Quaid tries awfully hard, as he lumbers through university corridors and threadbare hallways with the gait of a battered, broken man. Everyone else feels like they're stepping into mushy, familiar footprints: How many times will Thomas Haden Church play the wisecracking ne'er-do-well, or Ellen Page be cast as the teen who sounds like a snarky 42-year-old? And Parker has two speeds nowadays: the humorless intruder who steps into a bastion of dysfunction only to emerge as loving and whole (see also: The Family Stone) and, well, Carrie Bradshaw.

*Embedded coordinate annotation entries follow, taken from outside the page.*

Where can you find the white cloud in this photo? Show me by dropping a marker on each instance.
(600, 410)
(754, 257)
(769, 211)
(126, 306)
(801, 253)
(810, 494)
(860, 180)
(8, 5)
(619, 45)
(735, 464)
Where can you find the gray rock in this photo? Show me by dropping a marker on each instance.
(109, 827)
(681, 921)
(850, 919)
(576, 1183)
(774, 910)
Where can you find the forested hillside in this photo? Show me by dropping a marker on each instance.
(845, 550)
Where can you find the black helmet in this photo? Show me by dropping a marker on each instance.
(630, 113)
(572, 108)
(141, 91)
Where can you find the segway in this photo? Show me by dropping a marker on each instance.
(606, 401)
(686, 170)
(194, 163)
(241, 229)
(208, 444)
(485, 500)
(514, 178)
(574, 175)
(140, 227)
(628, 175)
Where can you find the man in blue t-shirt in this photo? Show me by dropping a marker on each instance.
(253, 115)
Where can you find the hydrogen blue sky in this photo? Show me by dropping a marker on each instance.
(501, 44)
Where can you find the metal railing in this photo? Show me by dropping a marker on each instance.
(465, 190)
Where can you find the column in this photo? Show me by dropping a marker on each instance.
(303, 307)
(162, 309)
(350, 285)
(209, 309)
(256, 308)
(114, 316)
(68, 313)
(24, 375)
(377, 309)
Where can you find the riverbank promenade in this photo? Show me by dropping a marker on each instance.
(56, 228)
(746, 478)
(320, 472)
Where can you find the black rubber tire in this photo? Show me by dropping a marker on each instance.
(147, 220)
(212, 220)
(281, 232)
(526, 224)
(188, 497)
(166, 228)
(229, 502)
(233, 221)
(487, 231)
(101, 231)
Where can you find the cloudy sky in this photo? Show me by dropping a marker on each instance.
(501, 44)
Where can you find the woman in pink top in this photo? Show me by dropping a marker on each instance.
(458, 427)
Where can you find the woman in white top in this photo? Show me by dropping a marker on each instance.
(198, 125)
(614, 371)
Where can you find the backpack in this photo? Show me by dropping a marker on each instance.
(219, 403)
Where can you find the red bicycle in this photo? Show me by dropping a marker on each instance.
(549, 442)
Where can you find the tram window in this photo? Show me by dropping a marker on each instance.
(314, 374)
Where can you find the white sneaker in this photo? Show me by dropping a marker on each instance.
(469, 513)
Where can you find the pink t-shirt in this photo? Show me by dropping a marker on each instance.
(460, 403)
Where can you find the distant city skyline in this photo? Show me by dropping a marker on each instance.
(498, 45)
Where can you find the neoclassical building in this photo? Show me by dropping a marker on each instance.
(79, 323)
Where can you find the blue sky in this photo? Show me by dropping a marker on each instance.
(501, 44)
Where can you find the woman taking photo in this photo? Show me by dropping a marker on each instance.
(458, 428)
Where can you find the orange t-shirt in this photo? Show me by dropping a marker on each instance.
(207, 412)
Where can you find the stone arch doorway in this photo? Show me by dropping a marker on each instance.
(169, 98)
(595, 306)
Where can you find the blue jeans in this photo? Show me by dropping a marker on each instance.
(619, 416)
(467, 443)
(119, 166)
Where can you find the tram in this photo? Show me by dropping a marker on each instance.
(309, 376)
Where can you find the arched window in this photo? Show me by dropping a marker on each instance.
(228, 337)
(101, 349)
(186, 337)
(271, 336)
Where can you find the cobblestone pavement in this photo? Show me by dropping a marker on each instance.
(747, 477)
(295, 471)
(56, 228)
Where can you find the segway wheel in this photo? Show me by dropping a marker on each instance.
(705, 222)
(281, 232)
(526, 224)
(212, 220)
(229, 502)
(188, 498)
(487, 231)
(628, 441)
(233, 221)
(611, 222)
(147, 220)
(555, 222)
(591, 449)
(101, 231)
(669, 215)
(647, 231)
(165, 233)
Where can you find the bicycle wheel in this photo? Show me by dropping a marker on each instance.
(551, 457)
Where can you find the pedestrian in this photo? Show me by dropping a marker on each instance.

A colleague offers the perfect description of a film such as Smart People, in which the plot lurches toward an inevitable, obvious, and not particularly well-thought-out finale: It's like the entire season of a sitcom whittled down to a single episode. There's no time for characterization, no room for emotion, no interest in anything other than moving the story forward. It's all action, no reaction. One minute they're miserable; 90 minutes later, aww better.